Mr. Speaker, I rise today as a cosponsor of House Resolution 1257, which recognizes April as Financial Literacy Month, and I would strongly urge my colleagues to support it.
I would like to begin by thanking my good friend and fellow chair of the House Financial and Economic Literacy Caucus, Mr. Hinojosa, for sponsoring this legislation and for his continuing efforts to improve financial literacy rates in America.
Since 2005, when Mr. Hinojosa and I formed the caucus, financial literacy has grown from an interesting offshoot of economic education to a key element in numerous efforts on and off the Hill to protect consumers, improve financial security, help manage debt, assist in retirement planning, and prepare our children to prosper in today's sophisticated marketplace.
We've also seen financial literacy programs become successful centerpieces of campaigns to bring independence and family security to impoverished and underserved populations, women, minorities, and even victims of hurricanes or domestic violence.
For example, with help from the Allstate Foundation and the National Network to End Domestic Violence, thousands of abuse victims nationwide have benefited from the Economic Empowerment for Domestic Violence Survivors program.

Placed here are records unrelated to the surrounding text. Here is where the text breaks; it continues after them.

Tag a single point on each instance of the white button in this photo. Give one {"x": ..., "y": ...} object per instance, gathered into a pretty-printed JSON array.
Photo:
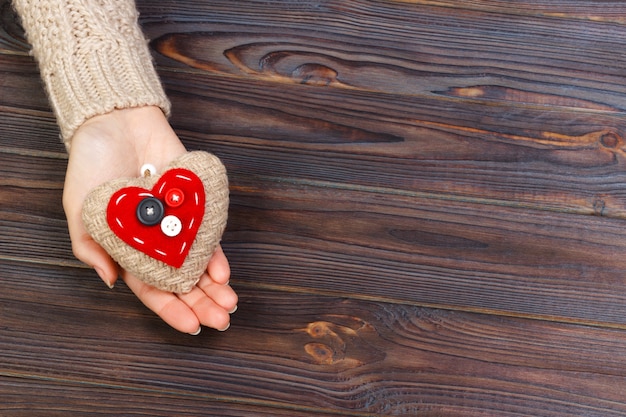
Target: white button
[
  {"x": 147, "y": 170},
  {"x": 171, "y": 226}
]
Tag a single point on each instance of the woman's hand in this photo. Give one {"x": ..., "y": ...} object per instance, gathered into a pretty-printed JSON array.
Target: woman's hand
[{"x": 116, "y": 145}]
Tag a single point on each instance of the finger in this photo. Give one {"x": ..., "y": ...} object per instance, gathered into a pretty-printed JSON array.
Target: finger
[
  {"x": 222, "y": 294},
  {"x": 218, "y": 268},
  {"x": 89, "y": 252},
  {"x": 166, "y": 305},
  {"x": 208, "y": 312}
]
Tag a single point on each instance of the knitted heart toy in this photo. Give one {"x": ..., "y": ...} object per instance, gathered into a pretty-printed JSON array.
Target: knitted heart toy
[{"x": 163, "y": 228}]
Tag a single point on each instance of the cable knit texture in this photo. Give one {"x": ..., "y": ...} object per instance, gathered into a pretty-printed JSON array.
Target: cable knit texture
[{"x": 93, "y": 58}]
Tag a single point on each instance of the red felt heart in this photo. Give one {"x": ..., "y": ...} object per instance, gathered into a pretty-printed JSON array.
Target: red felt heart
[{"x": 123, "y": 219}]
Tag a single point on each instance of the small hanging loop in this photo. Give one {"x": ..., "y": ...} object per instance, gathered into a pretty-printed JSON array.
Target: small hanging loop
[{"x": 147, "y": 170}]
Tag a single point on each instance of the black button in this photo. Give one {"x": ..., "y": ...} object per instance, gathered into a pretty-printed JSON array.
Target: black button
[{"x": 150, "y": 211}]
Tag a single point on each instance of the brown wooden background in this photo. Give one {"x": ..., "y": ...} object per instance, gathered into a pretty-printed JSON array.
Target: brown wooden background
[{"x": 428, "y": 216}]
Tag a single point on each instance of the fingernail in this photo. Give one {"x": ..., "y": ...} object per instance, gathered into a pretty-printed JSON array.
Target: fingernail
[{"x": 100, "y": 273}]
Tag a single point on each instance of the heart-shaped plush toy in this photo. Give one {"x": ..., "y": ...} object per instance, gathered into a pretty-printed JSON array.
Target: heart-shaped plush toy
[{"x": 163, "y": 228}]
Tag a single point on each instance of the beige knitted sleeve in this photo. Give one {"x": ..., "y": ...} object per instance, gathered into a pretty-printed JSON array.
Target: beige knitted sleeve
[{"x": 92, "y": 56}]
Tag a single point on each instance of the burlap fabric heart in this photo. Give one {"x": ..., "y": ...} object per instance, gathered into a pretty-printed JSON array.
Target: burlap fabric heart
[{"x": 163, "y": 228}]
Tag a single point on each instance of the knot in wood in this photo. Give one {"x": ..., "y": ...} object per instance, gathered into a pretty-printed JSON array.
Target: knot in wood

It empowers victims of domestic violence with a financial strategy to escape abusive households and help provide them with resources and training to achieve independence.
Mr. Speaker, Financial Literacy Month is a chance to recognize and support the work of countless organizations like these around America--and the leadership of groups like the Jumpstart Coalition, Junior Achievement, and the Council for Economic Education--for all they do to educate American consumers and, most importantly, our children.
It's also an opportunity to recognize how much more work remains to be done. According to the FDIC, as was mentioned, approximately 60 million people in the United States are either unbanked or underbanked. Sixty percent of preteens do not even know the difference between cash, credit cards, and checks, and yet only 26 percent of new students are actively learning financial planning from their parents.
And according to the national Foundation for Credit Counseling's latest consumer survey, one-third of adults, or more than 75 million people, are not putting any part of their income towards retirement, up from 28 percent in 2008. These are troubling numbers. And in today's economic climate, the financial challenges and choices facing consumers have only grown.
That's why, as Congress reviews our national education guidelines and takes up far-reaching changes to our country's regulations, we must keep in mind one of the most important benefits of financial literacy as expressed in this resolution today before us: Financial education is the first line of defense against financial fraud.
When it comes to preparing against economic uncertainty, recognizing deceptive practices, building credit, or making dozens of other day-to-day financial decisions, nothing protects consumers and their financial security more effectively than arming them, even as young students, with a sound foundation in financial literacy.
Consumers benefit most from more financial options, not fewer, and with the right information and education, individual Americans are best equipped to avoid financial pitfalls, analyze risk, and make financial decisions that hold the greatest benefit for their future and that of their families.
With that, I would just like to once again thank my good friend and colleague, Mr. Hinojosa, for bringing this resolution to the floor, and I would like to also recognize the hard work of his dedicated staff, especially Greg Davis, for all their efforts.
And finally, Mr. Speaker, I would like to encourage all of my colleagues and their staffs to attend this year's financial literacy day fair on Capitol Hill. As Mr. Hinojosa mentioned, but I think it bears repeating, it's going to be held next Tuesday, April 27, where Members will be able to find a broad array of financial education materials and ideas for reaching out to constituents on this important issue. This year, it is being hosted on the Senate side, in Hart 902, by Senators Akaka and Enzi, and invitations should be arriving soon to each office.
Mr. Speaker, I urge my colleagues to support House Resolution 1257, and I reserve the balance of my time.